Mrunal Manmay Dash

Lord Jagannath, the presiding deity of Srimandir in Puri along with His siblings, Lord Balabhadra and Goddess Subhadra, enjoys a score of services. Snana Yatra or Deva Snana Purnima or Mancha Snana is one of them. 

In fact, this is the first of the 12 major festivals associated with the Trinity. Scriptures say this is the day when Lord Jagannath, Lord Balabhadra and Goddess Subhadra were born. Therefore, this is the birth festival of the Lord.   

When the sun beats down with all its fury in the month of Jyestha, and every living being searches frantically for water to cool down, the Holy Trinity with Lord Sudarshan venture out of the Ratna Singhasana on to the Snana Bedi or Snana Mandap (bathing platform), an elevated platform in the ‘bahara bedha’ of the temple facing east overlooking the Grand Road. The siblings receive the grandest and holiest bath in the universe ever.

There is a big difference between the bath of we mortals and the ‘Snana Yatra’ of Sri Jagannath. While bathing we try to be in seclusion, away from the sight of others.
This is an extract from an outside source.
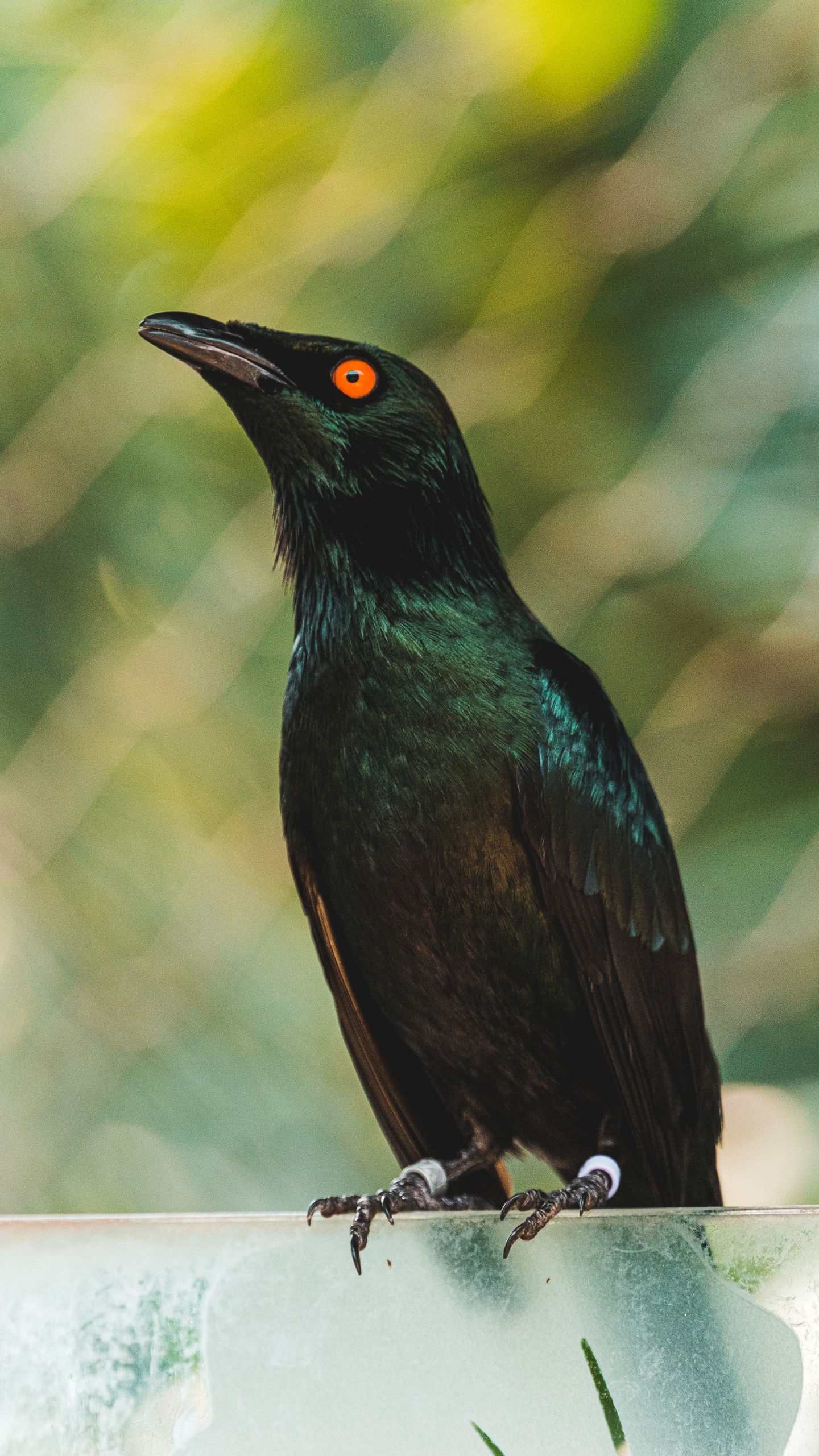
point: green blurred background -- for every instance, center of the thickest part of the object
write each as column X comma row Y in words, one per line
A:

But the revered deities show a different trait. Lord Jagannath, Lord Balabhadra, Goddess Subhadra and Lord Sudarshan enjoy their bath amidst crowds of devotees, out in the open, on the ‘Snana Bedi’.

Held in the full-moon day of the month of Jyestha, this is the first ‘Yatra’ out of the 12 major yatras held in the Srimandir. There is a general belief that anybody who gets a vision of the Lord on this day, he or she will be washed away of all his/her sins. Therefore, it attracts thousands of pilgrims from all over the world. According to Skanda Purana, when King Indradyumna installed the wooden deities he arranged this bathing ceremony.

Lord Jagannath’s Snana Yatra, a heavenly ritual materialised on earth

On the morning of ‘Snana Yatra’, Daitapati servitors take out the four deities from the inner sanctum sanctorum of the temple to ‘Snana Bedi’ in ceremonial ‘pahandi’. On this day the Suaras and Mahasuaras take out a ceremonial procession to fetch 108 pots of water from the golden well (Suna Kua) situated in the temple premises.

All the servitors cover their mouths with pieces of cloth during the entire process so as not to contaminate the water even with their breath.

Out of the 108 pots, 35 pots of water are poured over Lord Jagannath. Lord Balabhadra bathes with 33 pots of water, while 22 pots of water are emptied on Goddess Subhadra and Lord Sudarshan is bathed with 18 pots of water.

The Snana Bedi gets decorated with traditional paintings of trees and gardens, flags and tableaus. The deities are profusely decorated with flowers. All kinds of perfumes such as Dhupa (incense), Aguru (oil), among others are then offered. As the ‘Pahandi’ of the deities takes place to the accompaniment of music and beating of various indigenous drums, thousands of devotees jostle and crave for a look at the deities in procession.

The priests purify the water with haladi (turmeric), java (whole rice), sandalwood paste (Chandan), flowers and perfumes. The rituals are accompanied by chanting of Vedic mantras by the priests, kirtana and blowing of conch shells.

Lord Jagannath’s Snana Yatra, a heavenly ritual materialised on earth

With so much of water poured on their earthly forms, the deities get discoloured. Pertinent to mention here that the colours used to paint the idols are all natural colours with minerals and not modern oil paints. The god of the devotees (Bhakta ra Bhagwan), as Lord Jagannath is fondly called, cannot appear discoloured for his devotees, so he dons the Hati Besha (elephantine attire) before going into ‘Anasara Ghara’ (quarantine room).

After the Snana Yatra, the deities develop fever and are kept away from public view (Isolation) for 15 days and during all these days the daily rites of the temple remain suspended before the three deities appear again on the Netrotsav, a day before Rath Yatra.

The festivals and rituals which are held in a bigger and elaborate scale in Srimandir are also held simultaneously in all other Jagannath shrines though in modest scales. Likewise, the Snana Jatra is held in many other temples of Odisha, and now all over the world.